Re: [3.15-rc3] Bisected: xen-netback mangles packets between two guests on a bridge since merge of "TX grant mapping with SKBTX_DEV_ZEROCOPY instead of copy" series.
From: Zoltan Kiss <hidden>
Date: 2014-05-01 15:16:59
On 01/05/14 15:05, Sander Eikelenboom wrote:
Thursday, May 1, 2014, 3:49:45 PM, you wrote:quoted
On 30/04/14 11:45, Sander Eikelenboom wrote:quoted
Another point would be: what *correctness* testing is actually done on the xen-net* patches ?I can speak only about my patches: I have manually tested them for the usecases where they likely to make a difference, plus they went through Xenserver's full test suite several times.I think Paul's patches for 3.14 also went through this testsuite fine, however it did have a bug in it. Does this testsuite include a test which causes a diverse pattern of frags (for both tx and rx case) ?
Unfortunately these tests doesn't directly try with various skb layouts, but it depends on the sending application/kernel what kind of packet they feed in to netback/netfront. I was always thinking we should create a testing facility where we can generate various different skb's and feed them in at an arbitrary part of the networking stack. Or does such thing already exist?
quoted
quoted
As i suspect this is again about fragmented packets .. that doesn't seem to be included in any test case while it actually seems to be a case which is hard to get right...Beware, there are frags and frag_list which are two entirely different things with confusing names. In netback case, frags are used to pass through large packets for a long time. frag_list is used only since my grant mapping patches, to handle older guests (see comment in include/xen/interface/io/netif.h for XEN_NETIF_NR_SLOTS_MIN)Ah ok .. it's not about the frags in the packets being handled, but the frag mechanism is supposed to be used internally ?
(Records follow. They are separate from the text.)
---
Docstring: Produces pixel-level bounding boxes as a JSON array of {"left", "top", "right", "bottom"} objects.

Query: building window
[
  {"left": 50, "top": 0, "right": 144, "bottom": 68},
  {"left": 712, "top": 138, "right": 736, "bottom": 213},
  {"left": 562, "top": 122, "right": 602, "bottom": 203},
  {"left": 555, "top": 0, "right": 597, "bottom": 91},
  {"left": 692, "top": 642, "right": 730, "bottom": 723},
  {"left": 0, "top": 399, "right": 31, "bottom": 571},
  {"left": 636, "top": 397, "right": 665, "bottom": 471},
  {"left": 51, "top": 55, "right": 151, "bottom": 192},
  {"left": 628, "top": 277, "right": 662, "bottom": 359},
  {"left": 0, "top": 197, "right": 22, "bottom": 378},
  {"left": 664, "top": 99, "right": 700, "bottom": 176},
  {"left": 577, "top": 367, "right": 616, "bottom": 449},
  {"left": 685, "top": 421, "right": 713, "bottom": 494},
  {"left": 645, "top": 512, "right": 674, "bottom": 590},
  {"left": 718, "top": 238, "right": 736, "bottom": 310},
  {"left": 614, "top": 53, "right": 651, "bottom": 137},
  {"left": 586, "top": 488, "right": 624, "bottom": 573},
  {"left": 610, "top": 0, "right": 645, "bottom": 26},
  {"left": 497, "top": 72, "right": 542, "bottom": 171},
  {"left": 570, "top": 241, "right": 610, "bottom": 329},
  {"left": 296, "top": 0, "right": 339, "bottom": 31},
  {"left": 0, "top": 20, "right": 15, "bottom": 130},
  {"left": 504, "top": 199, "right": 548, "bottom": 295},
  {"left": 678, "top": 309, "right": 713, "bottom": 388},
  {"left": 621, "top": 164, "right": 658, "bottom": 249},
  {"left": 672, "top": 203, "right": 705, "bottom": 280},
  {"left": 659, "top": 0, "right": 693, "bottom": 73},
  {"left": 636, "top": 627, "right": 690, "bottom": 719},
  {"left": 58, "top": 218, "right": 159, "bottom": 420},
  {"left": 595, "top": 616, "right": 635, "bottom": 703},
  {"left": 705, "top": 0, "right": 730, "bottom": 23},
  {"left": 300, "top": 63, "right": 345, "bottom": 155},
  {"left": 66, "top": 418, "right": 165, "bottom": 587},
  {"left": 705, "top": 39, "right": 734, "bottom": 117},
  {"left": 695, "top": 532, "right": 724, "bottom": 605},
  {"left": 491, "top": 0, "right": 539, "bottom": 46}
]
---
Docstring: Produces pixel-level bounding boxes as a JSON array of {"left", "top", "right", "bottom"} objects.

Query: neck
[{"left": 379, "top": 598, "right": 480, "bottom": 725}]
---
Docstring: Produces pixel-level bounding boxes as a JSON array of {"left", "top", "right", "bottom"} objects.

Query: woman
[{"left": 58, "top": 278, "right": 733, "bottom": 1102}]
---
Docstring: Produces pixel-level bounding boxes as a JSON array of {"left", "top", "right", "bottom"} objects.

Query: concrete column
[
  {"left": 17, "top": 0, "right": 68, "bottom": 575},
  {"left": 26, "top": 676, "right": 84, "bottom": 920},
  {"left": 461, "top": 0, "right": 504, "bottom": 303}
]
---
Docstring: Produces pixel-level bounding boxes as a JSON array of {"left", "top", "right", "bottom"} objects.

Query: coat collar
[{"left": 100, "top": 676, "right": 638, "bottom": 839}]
Yes, the skb on the frag_list should contain no linear data but that extra frag the guest sent to netback. After the grant operations are done, xenvif_handle_frag_list coalesce the frags and that extra skb into brand new, PAGE_SIZE frags.
If so .. there is at least something wrong in the "older guest" detection, because both dom0 and PV guests are running the same 3.15-rc3 kernel.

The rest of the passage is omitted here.